The Rangers face a tough haul from late January to early February, in particular:
Sat, Jan 20 @ Colorado
Sun, Jan 21 @ Los Angeles
Tue, Jan 23 @ Anaheim
Thu, Jan 25 @ San Jose
Thu, Feb 1 vs Toronto
Sat, Feb 3 @ Nashville
Mon, Feb 5 @ Dallas
Wed, Feb 7 vs Boston
Fri, Feb 9 vs Calgary
Sun, Feb 11 @ Winnipeg
Tue, Feb 13 @ Minnesota
Thu, Feb 15 @ NY Islanders
Sat, Feb 17 @ Ottawa
As you can see, that’s a stretch where the Rangers play 10 of 13 games on the road. The best break there is that they only face one back-to-back stretch during that span, when they begin a four-game road trip.
There are two other away-heavy runs following that: five of six games on the road (Feb. 28 – March 10) and then they close the season with a four-game road trip. The interesting wrinkle regarding that season-ending span is that all four games come against Metropolitan Division teams.
Sat, Mar 31 @ Carolina
Tue, Apr 3 @ New Jersey
Thu, Apr 5 @ NY Islanders
Sat, Apr 7 @ Philadelphia
Interesting stuff. Could we run into another situation where a shootout decides a playoff spot during the last game of the season?
With this current 6-7-2 road record in mind, a lot of games away from MSG stands as a concern.

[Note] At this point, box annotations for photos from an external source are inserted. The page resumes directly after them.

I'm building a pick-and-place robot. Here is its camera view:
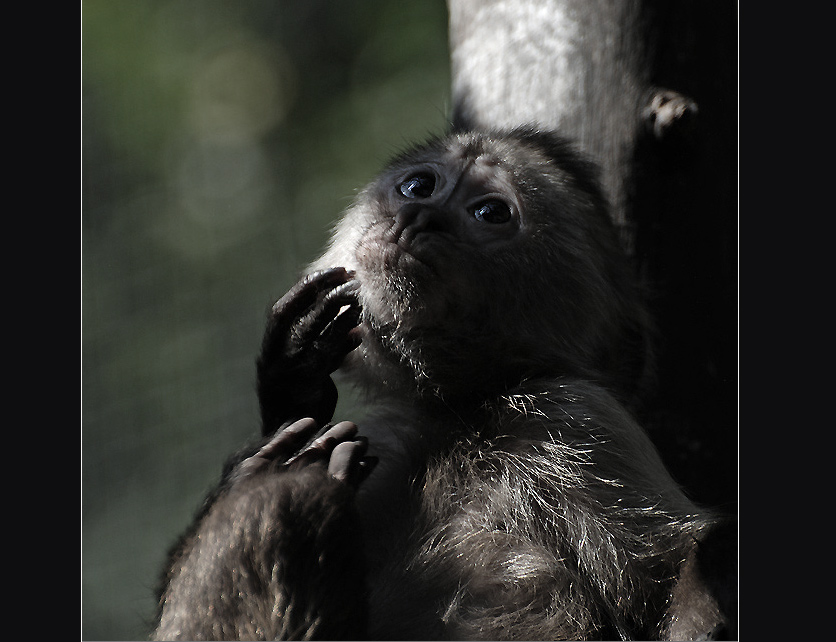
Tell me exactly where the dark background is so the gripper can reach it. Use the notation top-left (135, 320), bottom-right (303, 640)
top-left (82, 0), bottom-right (738, 640)
top-left (82, 0), bottom-right (450, 640)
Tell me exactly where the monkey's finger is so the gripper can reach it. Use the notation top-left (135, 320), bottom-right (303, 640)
top-left (286, 421), bottom-right (357, 467)
top-left (296, 281), bottom-right (360, 341)
top-left (271, 267), bottom-right (353, 327)
top-left (254, 417), bottom-right (319, 461)
top-left (328, 439), bottom-right (368, 485)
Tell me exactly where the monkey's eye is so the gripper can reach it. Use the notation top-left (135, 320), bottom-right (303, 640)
top-left (471, 200), bottom-right (512, 224)
top-left (398, 173), bottom-right (435, 198)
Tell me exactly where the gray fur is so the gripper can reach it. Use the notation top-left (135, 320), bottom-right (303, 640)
top-left (157, 131), bottom-right (722, 640)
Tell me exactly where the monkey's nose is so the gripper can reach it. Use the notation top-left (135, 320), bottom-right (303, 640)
top-left (392, 203), bottom-right (454, 244)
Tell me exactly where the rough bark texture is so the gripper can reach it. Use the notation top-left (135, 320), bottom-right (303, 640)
top-left (448, 0), bottom-right (737, 511)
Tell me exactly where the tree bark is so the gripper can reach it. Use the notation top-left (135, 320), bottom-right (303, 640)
top-left (448, 0), bottom-right (737, 507)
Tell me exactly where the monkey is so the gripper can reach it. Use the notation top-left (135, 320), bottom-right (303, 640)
top-left (154, 127), bottom-right (730, 640)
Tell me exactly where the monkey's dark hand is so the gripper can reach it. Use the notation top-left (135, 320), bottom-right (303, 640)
top-left (229, 418), bottom-right (377, 488)
top-left (258, 268), bottom-right (360, 435)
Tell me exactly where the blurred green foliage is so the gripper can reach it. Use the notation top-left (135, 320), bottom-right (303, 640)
top-left (82, 0), bottom-right (450, 640)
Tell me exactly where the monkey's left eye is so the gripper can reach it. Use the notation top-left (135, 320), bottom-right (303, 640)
top-left (471, 200), bottom-right (512, 224)
top-left (398, 173), bottom-right (435, 198)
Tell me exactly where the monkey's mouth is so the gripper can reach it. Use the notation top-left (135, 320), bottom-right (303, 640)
top-left (358, 225), bottom-right (435, 277)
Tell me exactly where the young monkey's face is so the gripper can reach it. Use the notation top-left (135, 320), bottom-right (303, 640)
top-left (312, 128), bottom-right (640, 392)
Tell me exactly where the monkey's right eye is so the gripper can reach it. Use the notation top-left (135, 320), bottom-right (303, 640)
top-left (398, 172), bottom-right (435, 198)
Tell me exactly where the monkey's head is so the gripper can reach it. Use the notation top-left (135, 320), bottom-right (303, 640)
top-left (312, 130), bottom-right (644, 399)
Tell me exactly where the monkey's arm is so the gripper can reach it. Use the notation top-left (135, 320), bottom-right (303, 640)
top-left (258, 268), bottom-right (360, 435)
top-left (154, 419), bottom-right (371, 640)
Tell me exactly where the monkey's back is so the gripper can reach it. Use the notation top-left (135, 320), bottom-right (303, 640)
top-left (352, 380), bottom-right (709, 639)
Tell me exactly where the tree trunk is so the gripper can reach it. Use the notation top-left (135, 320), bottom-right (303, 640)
top-left (448, 0), bottom-right (737, 507)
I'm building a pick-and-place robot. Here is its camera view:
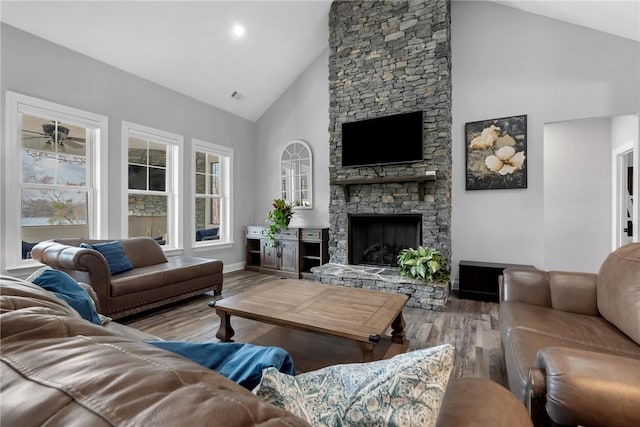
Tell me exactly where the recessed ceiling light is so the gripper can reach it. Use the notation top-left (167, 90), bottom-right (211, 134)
top-left (233, 24), bottom-right (244, 37)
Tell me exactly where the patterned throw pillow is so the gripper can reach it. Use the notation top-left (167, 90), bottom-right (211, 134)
top-left (80, 240), bottom-right (133, 276)
top-left (254, 344), bottom-right (454, 426)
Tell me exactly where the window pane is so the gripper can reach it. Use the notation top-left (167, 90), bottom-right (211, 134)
top-left (22, 188), bottom-right (87, 227)
top-left (129, 165), bottom-right (147, 190)
top-left (149, 142), bottom-right (167, 167)
top-left (196, 174), bottom-right (207, 194)
top-left (129, 194), bottom-right (168, 239)
top-left (207, 197), bottom-right (220, 225)
top-left (20, 189), bottom-right (89, 254)
top-left (196, 151), bottom-right (207, 173)
top-left (149, 168), bottom-right (167, 191)
top-left (196, 197), bottom-right (207, 230)
top-left (21, 114), bottom-right (87, 157)
top-left (128, 138), bottom-right (148, 165)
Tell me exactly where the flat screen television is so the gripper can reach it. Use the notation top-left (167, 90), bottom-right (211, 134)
top-left (342, 111), bottom-right (424, 166)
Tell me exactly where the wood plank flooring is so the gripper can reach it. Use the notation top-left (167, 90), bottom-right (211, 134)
top-left (120, 271), bottom-right (507, 386)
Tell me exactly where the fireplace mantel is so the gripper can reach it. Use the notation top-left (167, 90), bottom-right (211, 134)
top-left (331, 171), bottom-right (436, 202)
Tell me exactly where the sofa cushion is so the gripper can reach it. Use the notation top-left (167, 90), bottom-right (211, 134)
top-left (0, 311), bottom-right (307, 427)
top-left (111, 257), bottom-right (223, 297)
top-left (255, 344), bottom-right (454, 426)
top-left (500, 301), bottom-right (640, 357)
top-left (597, 243), bottom-right (640, 345)
top-left (80, 240), bottom-right (133, 276)
top-left (27, 267), bottom-right (102, 325)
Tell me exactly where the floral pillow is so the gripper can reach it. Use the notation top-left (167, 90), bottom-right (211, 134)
top-left (254, 344), bottom-right (454, 426)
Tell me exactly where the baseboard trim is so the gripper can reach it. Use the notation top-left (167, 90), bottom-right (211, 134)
top-left (222, 262), bottom-right (245, 273)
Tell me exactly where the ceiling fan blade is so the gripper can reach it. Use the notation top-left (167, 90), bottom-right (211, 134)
top-left (22, 129), bottom-right (48, 136)
top-left (64, 136), bottom-right (87, 144)
top-left (60, 138), bottom-right (84, 148)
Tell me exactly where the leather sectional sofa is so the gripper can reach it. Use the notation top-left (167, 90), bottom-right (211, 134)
top-left (0, 277), bottom-right (531, 427)
top-left (31, 237), bottom-right (223, 319)
top-left (500, 243), bottom-right (640, 426)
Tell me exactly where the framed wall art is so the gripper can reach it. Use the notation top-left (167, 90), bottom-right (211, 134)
top-left (465, 115), bottom-right (527, 190)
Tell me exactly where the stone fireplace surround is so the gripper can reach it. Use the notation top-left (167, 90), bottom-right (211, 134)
top-left (314, 0), bottom-right (451, 310)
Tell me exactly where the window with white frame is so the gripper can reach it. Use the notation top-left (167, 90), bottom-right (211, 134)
top-left (122, 122), bottom-right (183, 248)
top-left (192, 140), bottom-right (233, 246)
top-left (2, 92), bottom-right (108, 267)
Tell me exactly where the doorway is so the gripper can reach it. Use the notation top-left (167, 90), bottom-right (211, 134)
top-left (612, 146), bottom-right (638, 249)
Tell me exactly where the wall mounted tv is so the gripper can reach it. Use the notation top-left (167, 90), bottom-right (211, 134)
top-left (342, 111), bottom-right (424, 166)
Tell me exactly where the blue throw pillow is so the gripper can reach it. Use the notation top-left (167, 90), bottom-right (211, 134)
top-left (29, 267), bottom-right (102, 325)
top-left (147, 341), bottom-right (295, 390)
top-left (80, 240), bottom-right (133, 276)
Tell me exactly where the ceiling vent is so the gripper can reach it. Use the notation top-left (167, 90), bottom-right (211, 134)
top-left (231, 90), bottom-right (244, 101)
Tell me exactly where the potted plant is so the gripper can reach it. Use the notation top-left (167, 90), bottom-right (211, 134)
top-left (267, 199), bottom-right (300, 247)
top-left (398, 246), bottom-right (451, 283)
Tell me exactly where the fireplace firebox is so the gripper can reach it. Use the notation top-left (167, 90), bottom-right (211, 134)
top-left (348, 214), bottom-right (422, 267)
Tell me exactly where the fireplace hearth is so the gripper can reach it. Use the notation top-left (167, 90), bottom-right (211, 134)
top-left (348, 214), bottom-right (422, 267)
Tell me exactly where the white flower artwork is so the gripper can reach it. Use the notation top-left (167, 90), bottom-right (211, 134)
top-left (465, 115), bottom-right (527, 190)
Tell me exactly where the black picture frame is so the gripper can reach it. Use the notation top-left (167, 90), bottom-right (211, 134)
top-left (465, 114), bottom-right (527, 190)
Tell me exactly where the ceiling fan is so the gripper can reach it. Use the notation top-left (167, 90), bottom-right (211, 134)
top-left (22, 121), bottom-right (86, 148)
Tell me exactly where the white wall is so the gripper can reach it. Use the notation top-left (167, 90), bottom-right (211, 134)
top-left (611, 114), bottom-right (640, 148)
top-left (0, 24), bottom-right (257, 270)
top-left (544, 118), bottom-right (612, 273)
top-left (253, 48), bottom-right (329, 227)
top-left (451, 1), bottom-right (640, 276)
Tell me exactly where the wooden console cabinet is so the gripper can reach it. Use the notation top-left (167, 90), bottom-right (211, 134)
top-left (245, 225), bottom-right (329, 279)
top-left (458, 261), bottom-right (533, 302)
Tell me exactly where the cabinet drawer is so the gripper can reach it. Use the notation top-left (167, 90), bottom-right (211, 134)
top-left (276, 228), bottom-right (299, 239)
top-left (247, 226), bottom-right (267, 239)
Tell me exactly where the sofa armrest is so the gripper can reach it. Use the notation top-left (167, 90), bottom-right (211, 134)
top-left (500, 267), bottom-right (551, 307)
top-left (31, 241), bottom-right (111, 308)
top-left (527, 347), bottom-right (640, 426)
top-left (549, 271), bottom-right (598, 316)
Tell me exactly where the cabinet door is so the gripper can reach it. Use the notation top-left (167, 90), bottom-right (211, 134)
top-left (260, 239), bottom-right (278, 269)
top-left (278, 240), bottom-right (298, 273)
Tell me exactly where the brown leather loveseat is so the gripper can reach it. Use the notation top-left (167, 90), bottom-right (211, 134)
top-left (500, 243), bottom-right (640, 426)
top-left (31, 237), bottom-right (223, 319)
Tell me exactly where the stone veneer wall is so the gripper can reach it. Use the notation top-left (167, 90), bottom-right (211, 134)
top-left (329, 0), bottom-right (451, 264)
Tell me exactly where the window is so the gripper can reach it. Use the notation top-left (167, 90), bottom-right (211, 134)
top-left (192, 140), bottom-right (233, 246)
top-left (3, 92), bottom-right (107, 267)
top-left (280, 140), bottom-right (312, 209)
top-left (122, 122), bottom-right (183, 248)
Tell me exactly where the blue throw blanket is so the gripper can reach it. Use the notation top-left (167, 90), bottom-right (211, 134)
top-left (147, 341), bottom-right (295, 390)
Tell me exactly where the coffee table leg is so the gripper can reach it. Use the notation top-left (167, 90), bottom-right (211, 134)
top-left (391, 312), bottom-right (407, 344)
top-left (356, 341), bottom-right (375, 362)
top-left (216, 310), bottom-right (236, 342)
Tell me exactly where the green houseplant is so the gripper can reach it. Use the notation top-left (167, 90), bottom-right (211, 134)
top-left (267, 199), bottom-right (300, 247)
top-left (398, 246), bottom-right (451, 283)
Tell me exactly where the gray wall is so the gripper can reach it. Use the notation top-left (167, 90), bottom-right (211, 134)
top-left (0, 24), bottom-right (256, 269)
top-left (451, 1), bottom-right (640, 278)
top-left (544, 118), bottom-right (612, 273)
top-left (253, 48), bottom-right (329, 227)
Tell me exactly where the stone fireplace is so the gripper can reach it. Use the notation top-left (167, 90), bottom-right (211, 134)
top-left (316, 0), bottom-right (451, 309)
top-left (348, 214), bottom-right (422, 267)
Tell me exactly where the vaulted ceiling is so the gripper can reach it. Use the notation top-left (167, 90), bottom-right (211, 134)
top-left (0, 0), bottom-right (640, 121)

That said, the Rangers have a recent history of being a strong road team under Alain Vigneault, including a 27-12-2 record in 2016-17 (which was better than their 21-16-4 mark at home that season).
None of these concerns bury the Rangers by any means, particularly during a season when they’ve already “cheated death” once.
Still, with things so tight in the Metro races, that schedule stands as foreboding, especially since their peers have experienced more home-road balance. For all we know, every standings point could really end up counting … so hey, maybe this Winter Classic win might mean quite a bit.